My verse for this week is:
"For God so loved the world that he gave his one and only son, that whoever believes in him shall not perish but have eternal life."

The Vengeance:

Ah December. The seasonal chill. The end of the year rush to put ourselves into debt. The love and caring of family and friends. Reaching out in other people's time of need. Chinsey gifts and christmas tree fires.

What? Wait a second... that means.... yeah. IT'S NOT REALLY THAT GREAT!!!!!!!

We're running out of time, we're running out of money, all we do is want want want, spend spend spend and waste waste waste. And if you're wondering what's missing, then good job. You're a better man (woman, child) than most.

Many Christians every year try in vain to put Christmas into a "Jesus is the Reason for the Season" light. Yet time and time again it gets away from us.

Every Christmas eve we flock to the nearest cathedral, light some candles and listen to the one story of Christ that EVERYONE on EARTH has ALREADY HEARD.

Does anyone take it to heart? Does it give YOU warm fuzzies? Make you feel a little bit like a better person. For me it really doesn't. In the horrible flurry that is the holidays, I congratulate myself if I remember to give God a wave out the window as I drive by at eighty miles an hour.

It's the season of Giving and I haven't given Him anything I think He'd like. It's almost like my father. Every year, for eons, I've given him funny gifts and gag gifts every year, hoping to at least get a laugh, even if he could never use it. This year I couldn't take it anymore.

I HAD to get my dad something he'd truely love. Unfortunately I couldn't very well afford to get him a hummer or a gigantic robot. Those are things he really likes. And I can't afford them. I've only got so much money, and he likes such big, amazing things!

But eventually, because I really thought about it, because this year it was really, really high on my list of priorities, I finally got him a couple of small, fairly inexpensive things that I'm almost certain he'll love! (what I dare not say for fear he reads this and finds out!!)

Maybe God is the same way. I'll bet, if I spend some time thinking about it and looking into things, I can find something within my budget that will bless my heavenly father. One might think the Allmighty is awfully tough to shop for. Doesn't he want world peace and for us to take care of all his hungry and hurting? I can't afford that.

But I'm certain I can find something a bit smaller that will still be meaningful to him. And I most certainly will try! Because I want to do something special for Him this year.

That is something I think would be well worth doing in this season. Not a special service (although it's always good to remember!), not a life-size, light-up nativity scene in my front yard, but a gift. I can't beat what He gave me. But that doesn't mean that I can't bless him all the same.

Sunday, December 14, 2008

"Jesus replied: 'Love the Lord your God with all your heart and with all your soul and with all your mind.' This is the first and greatest commandment and the second is like it: 'Love your neighbor as yourself.' All the law and the prophets hang on these two commandments."

NIV Matthew 22:37-40
The Vengeance:
This is one of my personal favorite passages in the Bible.

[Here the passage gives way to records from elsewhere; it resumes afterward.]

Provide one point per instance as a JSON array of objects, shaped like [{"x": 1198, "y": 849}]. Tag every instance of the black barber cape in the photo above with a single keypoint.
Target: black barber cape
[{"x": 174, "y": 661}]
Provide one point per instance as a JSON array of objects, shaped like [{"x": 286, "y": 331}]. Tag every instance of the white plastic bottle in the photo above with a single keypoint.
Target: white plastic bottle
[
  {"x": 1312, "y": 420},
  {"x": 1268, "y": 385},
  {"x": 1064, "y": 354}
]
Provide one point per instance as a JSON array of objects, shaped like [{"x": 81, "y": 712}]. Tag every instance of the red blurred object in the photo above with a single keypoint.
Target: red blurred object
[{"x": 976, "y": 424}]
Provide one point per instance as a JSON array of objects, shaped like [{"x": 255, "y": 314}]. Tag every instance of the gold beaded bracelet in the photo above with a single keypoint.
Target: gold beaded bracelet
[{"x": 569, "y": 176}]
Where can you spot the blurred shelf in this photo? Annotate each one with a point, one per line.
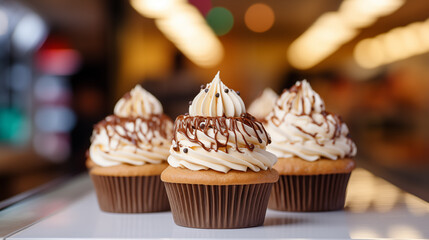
(374, 209)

I like it because it helps me make my decisions in every day life. I think that, as long as I have these commandments in mind when I make those decisions, I will make the right choices.

Should I go here, or finish that? Well, if I love God, what will I do? If I love God's creations, my neighbors, how will I treat them? It's just a good thing to keep in mind. I feel that if you know this commandment, and you know God, you'll know what the right thing to do is.


Mrs. Smith:
My thoughts on the passage are that Jesus is telling us the one thing that we must all remember in order to follow in his footsteps. I don't mean to make it sound like a big book of rules that we must mechanically follow, but rather to show that if we do love the Lord we will show our love for him in our acts.

God does not expect perfection, He knows that we are human and make mistakes, but if we love him our actions should show that love to others around us. They may not quite understand but they will see that we are different and perhaps they will wonder why. Your love for your Lord and Savior will then flow into your love for your neighbor and perhaps will lead to the saving of a fellow friend.

BOTH:
This is the first post from Blogger Community Bible Study. We will try to have a new post every Sunday and will be happy to read your thoughts on our posts. This was created to have fellowship with others and to share feelings about God and the Bible openly so please no profanity or put downs, thanks.